La bonne nouvelle : la libération des énergies
La crise du Covid-19 a aussi, en parallèle, accentué une libération des énergies déjà pratiquée dans les organisations et qui se confirme. Le confinement a obligé les entreprises à mettre leurs salariés en télétravail de façon précipitée à un moment où elles n’avaient pas encore mis au point leurs systèmes de contrôle à distance. Elles se sont alors très majoritairement rendu compte que la qualité du travail et la productivité se maintenaient voire augmentaient.

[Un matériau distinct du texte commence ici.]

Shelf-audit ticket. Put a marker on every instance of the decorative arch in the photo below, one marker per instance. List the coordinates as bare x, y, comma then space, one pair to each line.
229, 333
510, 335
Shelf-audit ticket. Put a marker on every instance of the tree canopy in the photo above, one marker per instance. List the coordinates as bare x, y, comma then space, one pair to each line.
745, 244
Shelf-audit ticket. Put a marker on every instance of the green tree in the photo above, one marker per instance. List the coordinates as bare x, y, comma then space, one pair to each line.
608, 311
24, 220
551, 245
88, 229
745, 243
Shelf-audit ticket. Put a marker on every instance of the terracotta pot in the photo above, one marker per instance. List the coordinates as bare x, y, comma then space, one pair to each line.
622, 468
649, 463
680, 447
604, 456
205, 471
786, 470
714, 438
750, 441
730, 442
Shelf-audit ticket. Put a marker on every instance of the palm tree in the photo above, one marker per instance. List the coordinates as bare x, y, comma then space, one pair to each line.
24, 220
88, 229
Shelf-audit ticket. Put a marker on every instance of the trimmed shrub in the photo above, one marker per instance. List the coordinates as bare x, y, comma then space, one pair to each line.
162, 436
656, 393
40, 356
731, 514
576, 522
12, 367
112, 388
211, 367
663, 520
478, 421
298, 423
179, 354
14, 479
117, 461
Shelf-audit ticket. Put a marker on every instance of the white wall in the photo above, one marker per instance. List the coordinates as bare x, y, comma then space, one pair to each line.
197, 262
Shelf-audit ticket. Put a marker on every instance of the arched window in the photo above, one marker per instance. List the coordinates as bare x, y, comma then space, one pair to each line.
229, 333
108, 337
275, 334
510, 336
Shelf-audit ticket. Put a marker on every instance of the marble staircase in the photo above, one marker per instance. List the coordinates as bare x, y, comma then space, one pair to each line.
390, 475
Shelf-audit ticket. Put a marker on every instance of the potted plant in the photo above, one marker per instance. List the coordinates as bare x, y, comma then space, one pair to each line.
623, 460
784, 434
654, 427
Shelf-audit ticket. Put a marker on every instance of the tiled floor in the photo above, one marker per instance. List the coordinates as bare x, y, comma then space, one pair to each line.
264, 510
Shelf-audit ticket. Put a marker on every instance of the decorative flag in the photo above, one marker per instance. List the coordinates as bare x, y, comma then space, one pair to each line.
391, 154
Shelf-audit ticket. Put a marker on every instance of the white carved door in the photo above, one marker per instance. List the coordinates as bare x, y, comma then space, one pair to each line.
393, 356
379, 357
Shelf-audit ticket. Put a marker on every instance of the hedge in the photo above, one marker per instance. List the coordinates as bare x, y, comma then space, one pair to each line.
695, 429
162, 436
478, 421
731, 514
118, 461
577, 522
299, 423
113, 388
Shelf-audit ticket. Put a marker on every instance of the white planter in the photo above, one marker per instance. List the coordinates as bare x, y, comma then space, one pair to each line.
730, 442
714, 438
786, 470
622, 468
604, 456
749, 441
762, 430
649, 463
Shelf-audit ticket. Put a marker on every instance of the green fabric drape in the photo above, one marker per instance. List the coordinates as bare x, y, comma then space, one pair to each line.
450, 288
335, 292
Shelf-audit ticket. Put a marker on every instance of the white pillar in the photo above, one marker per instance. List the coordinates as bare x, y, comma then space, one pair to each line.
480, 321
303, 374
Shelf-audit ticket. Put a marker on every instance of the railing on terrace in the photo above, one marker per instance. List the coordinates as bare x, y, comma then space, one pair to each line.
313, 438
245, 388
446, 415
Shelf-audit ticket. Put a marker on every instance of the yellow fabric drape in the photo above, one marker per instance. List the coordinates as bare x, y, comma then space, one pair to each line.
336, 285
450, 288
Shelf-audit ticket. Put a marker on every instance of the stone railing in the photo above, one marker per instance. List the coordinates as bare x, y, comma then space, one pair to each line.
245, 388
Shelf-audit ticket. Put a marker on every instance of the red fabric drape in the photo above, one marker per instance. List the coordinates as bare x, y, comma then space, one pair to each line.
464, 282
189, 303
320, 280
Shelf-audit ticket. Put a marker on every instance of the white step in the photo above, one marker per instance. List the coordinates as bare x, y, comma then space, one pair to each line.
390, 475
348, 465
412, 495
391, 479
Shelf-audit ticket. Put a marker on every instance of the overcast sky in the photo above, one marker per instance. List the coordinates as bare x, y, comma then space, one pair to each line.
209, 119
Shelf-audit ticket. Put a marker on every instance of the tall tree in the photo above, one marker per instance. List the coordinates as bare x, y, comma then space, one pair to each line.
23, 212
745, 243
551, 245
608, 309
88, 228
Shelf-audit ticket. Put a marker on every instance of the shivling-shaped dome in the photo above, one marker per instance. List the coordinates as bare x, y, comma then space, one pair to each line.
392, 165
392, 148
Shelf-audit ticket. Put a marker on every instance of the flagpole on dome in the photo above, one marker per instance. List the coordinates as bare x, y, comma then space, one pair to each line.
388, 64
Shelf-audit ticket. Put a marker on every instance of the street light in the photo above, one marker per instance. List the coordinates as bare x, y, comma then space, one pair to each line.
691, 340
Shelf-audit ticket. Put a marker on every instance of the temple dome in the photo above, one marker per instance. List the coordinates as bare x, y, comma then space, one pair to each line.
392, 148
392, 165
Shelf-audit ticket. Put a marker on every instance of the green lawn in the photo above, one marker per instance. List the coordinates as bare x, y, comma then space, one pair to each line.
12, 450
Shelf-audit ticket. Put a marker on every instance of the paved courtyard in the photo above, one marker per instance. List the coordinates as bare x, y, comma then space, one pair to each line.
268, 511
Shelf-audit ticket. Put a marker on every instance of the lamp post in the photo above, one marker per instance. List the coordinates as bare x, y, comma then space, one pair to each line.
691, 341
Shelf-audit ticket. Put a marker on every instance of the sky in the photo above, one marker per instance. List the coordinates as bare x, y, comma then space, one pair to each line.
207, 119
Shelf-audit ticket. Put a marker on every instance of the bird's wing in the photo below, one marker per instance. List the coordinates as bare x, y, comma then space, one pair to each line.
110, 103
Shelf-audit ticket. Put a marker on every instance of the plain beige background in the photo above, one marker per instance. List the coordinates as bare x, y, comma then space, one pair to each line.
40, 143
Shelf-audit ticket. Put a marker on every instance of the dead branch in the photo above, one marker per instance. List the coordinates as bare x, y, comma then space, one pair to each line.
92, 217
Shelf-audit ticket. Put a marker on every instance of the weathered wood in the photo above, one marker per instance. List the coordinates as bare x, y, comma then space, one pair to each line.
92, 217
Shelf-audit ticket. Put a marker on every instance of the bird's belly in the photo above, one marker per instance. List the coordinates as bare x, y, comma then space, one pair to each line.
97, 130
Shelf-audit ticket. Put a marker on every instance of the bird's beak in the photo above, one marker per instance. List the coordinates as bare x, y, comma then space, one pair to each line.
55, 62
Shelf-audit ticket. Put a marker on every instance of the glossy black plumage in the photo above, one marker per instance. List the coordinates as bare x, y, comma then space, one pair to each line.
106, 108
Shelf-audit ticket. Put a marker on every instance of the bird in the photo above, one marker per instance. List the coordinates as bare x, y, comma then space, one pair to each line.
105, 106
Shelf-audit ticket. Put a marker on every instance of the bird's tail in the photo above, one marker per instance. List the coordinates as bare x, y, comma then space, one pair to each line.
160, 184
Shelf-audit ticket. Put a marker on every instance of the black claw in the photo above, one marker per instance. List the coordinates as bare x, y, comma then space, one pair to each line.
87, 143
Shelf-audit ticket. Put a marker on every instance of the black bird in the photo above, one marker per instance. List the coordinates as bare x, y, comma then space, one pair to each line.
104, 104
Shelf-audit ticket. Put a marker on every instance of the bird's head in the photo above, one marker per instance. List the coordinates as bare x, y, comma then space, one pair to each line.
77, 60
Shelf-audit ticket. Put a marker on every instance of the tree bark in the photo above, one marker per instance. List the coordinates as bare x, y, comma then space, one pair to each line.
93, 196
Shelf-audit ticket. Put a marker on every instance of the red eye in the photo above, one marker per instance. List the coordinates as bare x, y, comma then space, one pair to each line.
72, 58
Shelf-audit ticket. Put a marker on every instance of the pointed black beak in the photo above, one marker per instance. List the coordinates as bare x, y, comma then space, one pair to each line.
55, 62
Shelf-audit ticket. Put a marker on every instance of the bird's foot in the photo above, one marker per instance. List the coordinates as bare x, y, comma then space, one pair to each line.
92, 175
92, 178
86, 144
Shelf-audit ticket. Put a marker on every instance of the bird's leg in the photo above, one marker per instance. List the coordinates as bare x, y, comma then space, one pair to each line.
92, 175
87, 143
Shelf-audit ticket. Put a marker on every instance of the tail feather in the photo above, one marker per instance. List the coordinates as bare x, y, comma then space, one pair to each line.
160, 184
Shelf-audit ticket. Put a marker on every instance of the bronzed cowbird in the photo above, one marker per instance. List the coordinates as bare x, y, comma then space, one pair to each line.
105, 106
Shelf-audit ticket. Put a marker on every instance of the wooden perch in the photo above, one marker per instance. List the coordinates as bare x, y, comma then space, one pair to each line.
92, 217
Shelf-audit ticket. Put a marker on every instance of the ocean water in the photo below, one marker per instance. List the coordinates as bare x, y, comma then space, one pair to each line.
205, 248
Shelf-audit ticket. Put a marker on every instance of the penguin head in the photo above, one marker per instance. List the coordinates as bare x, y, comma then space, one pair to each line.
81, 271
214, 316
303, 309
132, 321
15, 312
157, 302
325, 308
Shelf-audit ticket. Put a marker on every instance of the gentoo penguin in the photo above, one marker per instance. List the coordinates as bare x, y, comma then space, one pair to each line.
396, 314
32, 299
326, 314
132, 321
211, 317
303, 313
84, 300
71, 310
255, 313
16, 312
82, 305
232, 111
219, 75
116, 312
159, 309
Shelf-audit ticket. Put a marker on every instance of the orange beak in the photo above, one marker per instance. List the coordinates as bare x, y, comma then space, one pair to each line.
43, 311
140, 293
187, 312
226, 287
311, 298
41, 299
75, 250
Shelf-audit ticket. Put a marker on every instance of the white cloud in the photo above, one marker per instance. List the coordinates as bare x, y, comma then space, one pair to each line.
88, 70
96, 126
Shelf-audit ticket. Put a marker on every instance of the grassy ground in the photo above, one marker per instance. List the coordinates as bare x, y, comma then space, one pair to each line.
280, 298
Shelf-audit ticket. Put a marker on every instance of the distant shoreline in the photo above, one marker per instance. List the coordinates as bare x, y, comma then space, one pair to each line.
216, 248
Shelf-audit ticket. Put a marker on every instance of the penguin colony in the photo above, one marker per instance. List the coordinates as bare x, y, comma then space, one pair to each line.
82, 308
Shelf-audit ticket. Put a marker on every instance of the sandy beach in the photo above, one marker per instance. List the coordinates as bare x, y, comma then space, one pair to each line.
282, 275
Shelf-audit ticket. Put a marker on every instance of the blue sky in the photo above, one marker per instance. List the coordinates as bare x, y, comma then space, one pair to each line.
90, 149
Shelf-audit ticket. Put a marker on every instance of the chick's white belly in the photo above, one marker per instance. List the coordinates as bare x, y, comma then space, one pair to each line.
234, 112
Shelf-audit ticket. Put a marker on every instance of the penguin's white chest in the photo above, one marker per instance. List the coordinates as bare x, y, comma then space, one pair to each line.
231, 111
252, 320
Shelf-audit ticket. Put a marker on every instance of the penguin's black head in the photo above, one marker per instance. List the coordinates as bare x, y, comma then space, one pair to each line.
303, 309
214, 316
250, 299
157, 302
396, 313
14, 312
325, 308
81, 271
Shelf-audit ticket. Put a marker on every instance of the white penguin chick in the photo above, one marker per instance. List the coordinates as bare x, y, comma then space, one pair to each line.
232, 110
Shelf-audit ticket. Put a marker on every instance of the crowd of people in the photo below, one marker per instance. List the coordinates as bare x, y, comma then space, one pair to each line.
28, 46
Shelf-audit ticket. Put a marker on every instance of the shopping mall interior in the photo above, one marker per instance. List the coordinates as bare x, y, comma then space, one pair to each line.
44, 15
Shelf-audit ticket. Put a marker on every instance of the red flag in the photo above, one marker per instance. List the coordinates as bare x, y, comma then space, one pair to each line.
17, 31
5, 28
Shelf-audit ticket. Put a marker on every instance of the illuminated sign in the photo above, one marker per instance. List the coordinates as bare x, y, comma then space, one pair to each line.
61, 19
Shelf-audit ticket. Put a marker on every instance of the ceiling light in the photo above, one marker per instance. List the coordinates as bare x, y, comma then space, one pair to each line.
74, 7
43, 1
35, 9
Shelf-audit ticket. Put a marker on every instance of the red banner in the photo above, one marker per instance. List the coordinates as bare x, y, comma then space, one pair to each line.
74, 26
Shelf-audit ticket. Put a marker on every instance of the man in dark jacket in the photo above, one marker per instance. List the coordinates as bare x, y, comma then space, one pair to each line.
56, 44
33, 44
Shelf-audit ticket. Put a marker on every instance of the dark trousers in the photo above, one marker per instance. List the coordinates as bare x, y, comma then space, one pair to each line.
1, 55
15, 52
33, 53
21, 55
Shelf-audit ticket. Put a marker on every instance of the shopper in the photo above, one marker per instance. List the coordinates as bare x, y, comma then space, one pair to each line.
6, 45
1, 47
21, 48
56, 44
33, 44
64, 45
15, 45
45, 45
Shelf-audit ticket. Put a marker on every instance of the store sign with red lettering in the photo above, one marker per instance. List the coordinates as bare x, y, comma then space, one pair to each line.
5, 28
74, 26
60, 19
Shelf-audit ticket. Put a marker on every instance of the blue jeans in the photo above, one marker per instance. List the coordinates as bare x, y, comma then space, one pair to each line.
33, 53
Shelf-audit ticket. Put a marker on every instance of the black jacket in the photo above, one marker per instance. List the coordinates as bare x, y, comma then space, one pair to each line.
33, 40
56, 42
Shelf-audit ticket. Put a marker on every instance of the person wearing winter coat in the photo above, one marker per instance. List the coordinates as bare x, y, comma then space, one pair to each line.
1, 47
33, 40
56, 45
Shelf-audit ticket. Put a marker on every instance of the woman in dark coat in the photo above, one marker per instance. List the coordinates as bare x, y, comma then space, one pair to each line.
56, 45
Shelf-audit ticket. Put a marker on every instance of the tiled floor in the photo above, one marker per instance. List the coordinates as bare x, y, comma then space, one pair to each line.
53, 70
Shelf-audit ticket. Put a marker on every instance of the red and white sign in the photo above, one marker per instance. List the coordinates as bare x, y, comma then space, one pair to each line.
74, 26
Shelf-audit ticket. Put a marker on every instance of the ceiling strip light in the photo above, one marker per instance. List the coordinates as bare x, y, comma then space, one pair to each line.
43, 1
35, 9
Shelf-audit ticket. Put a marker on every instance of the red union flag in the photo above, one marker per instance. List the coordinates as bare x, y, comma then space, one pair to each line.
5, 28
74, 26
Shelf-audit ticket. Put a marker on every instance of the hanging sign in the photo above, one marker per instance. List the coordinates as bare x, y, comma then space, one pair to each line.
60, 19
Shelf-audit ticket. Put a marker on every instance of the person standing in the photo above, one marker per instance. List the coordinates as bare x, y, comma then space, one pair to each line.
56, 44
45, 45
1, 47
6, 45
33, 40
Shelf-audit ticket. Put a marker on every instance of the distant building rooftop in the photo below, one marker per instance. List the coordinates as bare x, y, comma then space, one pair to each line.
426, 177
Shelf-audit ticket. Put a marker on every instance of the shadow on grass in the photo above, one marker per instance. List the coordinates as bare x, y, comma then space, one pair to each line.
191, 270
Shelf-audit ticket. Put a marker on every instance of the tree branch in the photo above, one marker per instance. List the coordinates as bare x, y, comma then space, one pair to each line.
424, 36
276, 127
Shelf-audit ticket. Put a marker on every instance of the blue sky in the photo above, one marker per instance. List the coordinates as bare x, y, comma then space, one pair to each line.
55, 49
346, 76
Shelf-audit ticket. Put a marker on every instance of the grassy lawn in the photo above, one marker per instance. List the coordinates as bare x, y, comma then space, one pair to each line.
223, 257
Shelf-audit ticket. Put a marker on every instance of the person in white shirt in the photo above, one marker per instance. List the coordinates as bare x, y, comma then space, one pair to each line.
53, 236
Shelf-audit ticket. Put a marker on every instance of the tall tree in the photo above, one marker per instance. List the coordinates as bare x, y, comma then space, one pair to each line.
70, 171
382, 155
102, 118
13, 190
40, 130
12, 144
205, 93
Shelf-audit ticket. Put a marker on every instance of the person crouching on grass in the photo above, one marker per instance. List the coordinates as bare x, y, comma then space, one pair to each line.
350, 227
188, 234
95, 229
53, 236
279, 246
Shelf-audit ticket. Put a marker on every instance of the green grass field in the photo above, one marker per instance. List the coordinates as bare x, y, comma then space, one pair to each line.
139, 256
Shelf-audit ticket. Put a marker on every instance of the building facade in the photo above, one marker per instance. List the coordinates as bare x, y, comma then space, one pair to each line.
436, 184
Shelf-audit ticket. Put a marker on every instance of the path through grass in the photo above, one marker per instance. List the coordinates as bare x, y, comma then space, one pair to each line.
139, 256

Après la crise, beaucoup ont mis en place des politiques de télétravail et d’horaires flexibles, laissant les salariés définir eux-mêmes leur équilibre vie professionnelle-vie privée, ce type de politique réduisant, selon une étude Gallup, les cas de burn-out de 15%.
Les managers ont aussi dû expérimenter de nouvelles méthodes faisant appel à « l’empowerment », c’est-à-dire la délégation du pouvoir de décider et d’agir. Ils ont appris à discuter les objectifs afin qu’ils soient mieux acceptés, à laisser la main à leurs collaborateurs, à se positionner en soutien et à animer des partages d’expérience. La diffusion d’outils comme la méthode d’accompagnement GROW, la prise de décision collective déléguée, le feedforward en complément du feedback montre que de nombreuses entreprises font le choix de la confiance.
Plusieurs études récentes montrent en outre que le leadership fondé sur l’empowerment augmente l’engagement de plus de 20%, la coopération de l’ordre de 30%, l’innovation de 25% et la qualité perçue des produits et services de 15%.
Depuis le Covid-19, le management traite l’incertitude par le télétravail et la digitalisation à la fois en accentuant les contraintes et la pression et en libérant les énergies par la responsabilisation. Nous ne savons pas encore dans quel sens penchera la balance, même si l’approche libératrice facilite l’attraction et la conservation des talents. Ce que nous savons en revanche c’est que nous pouvons tous jouer un rôle pour peser plus d’un côté ou de l’autre.